Miss Flax's umbrella poked Gabriel in the ribs. He winced.

The clerical lady glanced out into the corridor. She lowered her voice. “Monsieur Grant. The dancing master. He made an announcement to the company, and all the musicians and stage hands, too, that we should avoid speaking with the police.”

“Whatever for?” Gabriel discreetly pushed Miss Flax's umbrella away.

“He said that the murderer had already been identified, that justice would prevail, and that, therefore, there was no need to drag our company's name through the mire through association with a—a sordid crime. Because Sybille—oh!—I believed her to be a
good girl
, but why, then, was she in that costly gown that she had no business wearing, out in the night, alone? Shot?”


Tell me what you're talking about
,” Miss Flax whispered. “This is
my
investigation, Professor.”

“I haven't forgotten, Miss Flax, and neither have my ribs.” Gabriel told her what the lady had said.

“Everyone in the company agreed to silence?” Ophelia said. “That's peculiar.”

Gabriel said as much in French to the clerical lady.

“Yes, well, Monsieur Grant's word carries much weight. He is not the impresario, but he
is
the head choreographer as well as the dancing master. He is much feared. He alone casts the roles and hires and dismisses dancers.”

Gabriel passed this on to Miss Flax, who nodded. “Does she have any notion why Sybille might have been in Le Marais that evening?”

Gabriel translated.

“Oh dear me, no,” the lady said. “Although . . . well, we do try to protect the girls, but . . . now and again, one slips through the cracks.” Her eyes were distant. “I wonder . . .”

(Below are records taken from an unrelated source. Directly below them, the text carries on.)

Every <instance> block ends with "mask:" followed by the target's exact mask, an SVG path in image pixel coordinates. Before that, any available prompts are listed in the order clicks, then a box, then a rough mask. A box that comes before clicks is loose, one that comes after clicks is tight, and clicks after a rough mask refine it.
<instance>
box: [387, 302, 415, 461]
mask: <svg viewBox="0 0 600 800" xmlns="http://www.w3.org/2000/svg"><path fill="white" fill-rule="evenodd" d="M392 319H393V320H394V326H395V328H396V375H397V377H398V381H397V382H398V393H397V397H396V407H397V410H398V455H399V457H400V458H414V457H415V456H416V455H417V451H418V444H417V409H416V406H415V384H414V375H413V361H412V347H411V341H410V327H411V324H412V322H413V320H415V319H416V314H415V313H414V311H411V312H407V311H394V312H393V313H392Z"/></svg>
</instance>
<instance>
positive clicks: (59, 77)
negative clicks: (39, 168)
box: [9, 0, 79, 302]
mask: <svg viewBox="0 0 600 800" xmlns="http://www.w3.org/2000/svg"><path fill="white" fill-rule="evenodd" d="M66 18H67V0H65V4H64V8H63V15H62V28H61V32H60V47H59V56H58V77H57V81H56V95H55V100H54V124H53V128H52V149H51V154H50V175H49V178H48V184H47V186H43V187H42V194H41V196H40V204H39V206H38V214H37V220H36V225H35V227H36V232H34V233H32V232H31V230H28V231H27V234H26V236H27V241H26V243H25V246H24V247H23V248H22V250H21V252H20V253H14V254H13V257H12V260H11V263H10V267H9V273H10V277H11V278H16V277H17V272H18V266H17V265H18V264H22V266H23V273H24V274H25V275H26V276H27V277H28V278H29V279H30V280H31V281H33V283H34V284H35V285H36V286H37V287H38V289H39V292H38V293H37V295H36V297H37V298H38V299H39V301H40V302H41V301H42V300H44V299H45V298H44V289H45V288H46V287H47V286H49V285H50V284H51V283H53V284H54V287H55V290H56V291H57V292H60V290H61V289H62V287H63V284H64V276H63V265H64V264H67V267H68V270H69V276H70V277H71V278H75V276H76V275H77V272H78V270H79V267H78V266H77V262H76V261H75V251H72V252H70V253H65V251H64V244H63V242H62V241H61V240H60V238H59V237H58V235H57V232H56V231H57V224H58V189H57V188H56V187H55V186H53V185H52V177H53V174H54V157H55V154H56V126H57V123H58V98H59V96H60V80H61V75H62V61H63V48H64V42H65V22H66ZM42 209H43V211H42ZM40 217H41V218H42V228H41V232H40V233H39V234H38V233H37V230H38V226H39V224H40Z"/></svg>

“She was extraordinarily beautiful,” Gabriel said. “That is sometimes dangerous.”

“She was briefly employed as an artist's model, I was told, a year or so ago, which
will
mix a girl up with the wrong sort. And she had no protector. No family. She was a bit mysterious, yet with something quite prim and proper about her. She had grown up in an orphanage of some kind, where she had taken dancing lessons, and she had demonstrated ability. She danced for Monsieur Grant in one of our annual auditions. That was, let me think . . . nearly two years ago.”

Gabriel translated for Miss Flax.

“Ask her where Sybille lived,” Miss Flax said.

Gabriel asked.

“In a boardinghouse in the Quartier Pigalle—”

“Pigalle!” Gabriel said. “Good heavens.”

“Yes, well, that is where many of our girls live. It is fairly close by, and inexpensive.” The lady rose, and found a card in one of the filing cabinets. “Sixteen Rue Frochot.”

*   *   *

Outside, the rain
had let up. Sunlight bounced off the wet square in front of the opera house. Carriages, delivery wagons, and omnibuses slopped by in the street.